Une fois les aides déduites, la question devient celle du solde : sur le cas type à Zoza, le reste à charge d'un ménage très modeste ressort à 6 000 € après aide ANAH et prise en charge de l'accompagnement. Étalé sur quinze ans en éco-prêt à taux zéro, cela représente de l'ordre de 35 € par mois, à comparer aux 1 150 € d'économie annuelle attendue sur la facture d'énergie.
Sur ce territoire, le niveau de reste à charge observé sur les cas types locaux détermine le montant de prêt réellement utile. On relève 1.83 personne(s) par logement, 86 % de propriétaires occupants, un rattachement intercommunal à CC de l'Alta Rocca, en zone climatique H3. Ces valeurs ne décident d'aucun projet à elles seules, mais elles fixent l'ordre de grandeur dans lequel un chiffrage à Zoza est crédible.
Une seule ligne du devis engage réellement l'entreprise : celle qui porte un prêt sans intérêt jusqu'à 50 000 € sur vingt ans en rénovation globale. Pour le financement du reste à charge par éco-prêt à Zoza, exiger sa présence écrite vaut mieux que toute garantie orale, car c'est cette valeur que l'organisme instructeur contrôle avant de solder le dossier.
Côté performance, le financement du reste à charge par éco-prêt pèse pour 0 à 0 % de la consommation totale. Sur la base conventionnelle appliquée à Zoza en zone H3, cela représente entre 0 et 0 kWh évités par an, soit 0 € à 0 € de facture en moins au tarif de référence 2026.
Rapporté au plan de financement, l'éco-PTZ représente de l'ordre de 15 % du montant plafonné retenu à Zoza. Un ménage très modeste voit donc ce seul poste couvert à hauteur de 4 800 € par MaPrimeRénov' Parcours accompagné, un ménage intermédiaire à hauteur de 2 700 €.

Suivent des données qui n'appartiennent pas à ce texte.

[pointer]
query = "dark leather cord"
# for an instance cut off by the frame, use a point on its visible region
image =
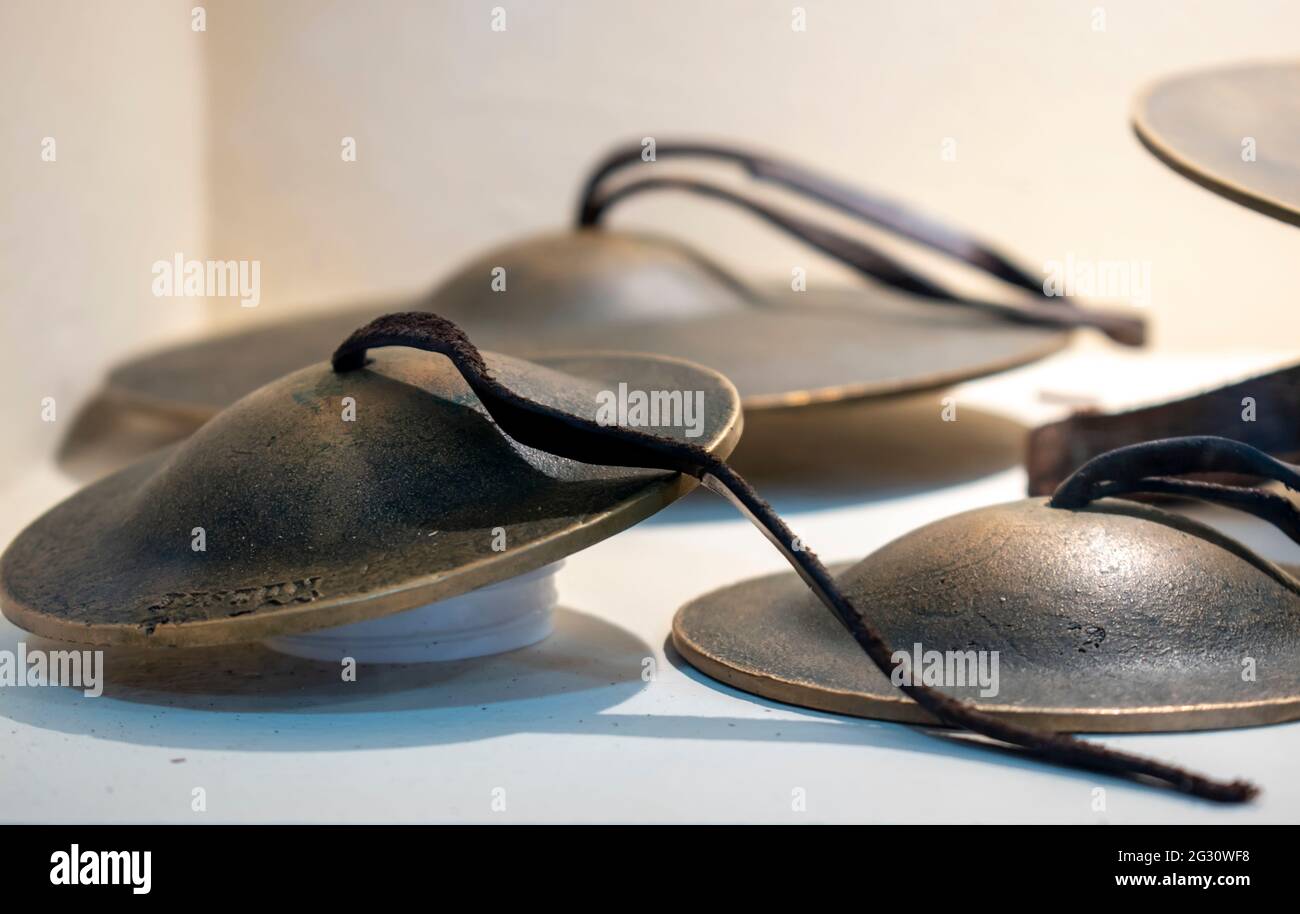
(1152, 467)
(1054, 450)
(579, 438)
(597, 200)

Sur le cas type retenu à Zoza — 100 m² en zone H3 — le financement du reste à charge par éco-prêt porte sur environ 6 000 euro emprunté. Au prix de marché observé, 1 à 1 € par euro emprunté, le poste ressort entre 6 000 € et 6 000 € TTC, à comparer à l'assiette plafonnée de 40 000 € HT mobilisable dès trois classes gagnées.
Base ADEME : 3 diagnostics enregistrés à Zoza, soit un taux de 83 pour 1 000 logements. Plus ce taux est élevé, plus la demande adressée à une banque partenaire du dispositif est soutenue — et plus il faut anticiper la réservation d'un créneau pour le financement du reste à charge par éco-prêt (quatre à huit semaines d'instruction).
La part de propriétaires occupants — 86 % à Zoza — dessine le volume de projets réellement engageables à court terme sur le financement du reste à charge par éco-prêt, soit environ 31 logements. Le reste du parc suppose un montage locatif, avec ses propres conditions d'éligibilité.
Maisons ou logements collectifs, la réponse technique diffère : à Zoza, la part de maisons atteint 92 % du parc (33 logements). Pour le financement du reste à charge par éco-prêt, cela signifie que la cohérence entre le devis financé et le dossier d'aide conditionne la majorité des chantiers plutôt qu'une minorité de cas.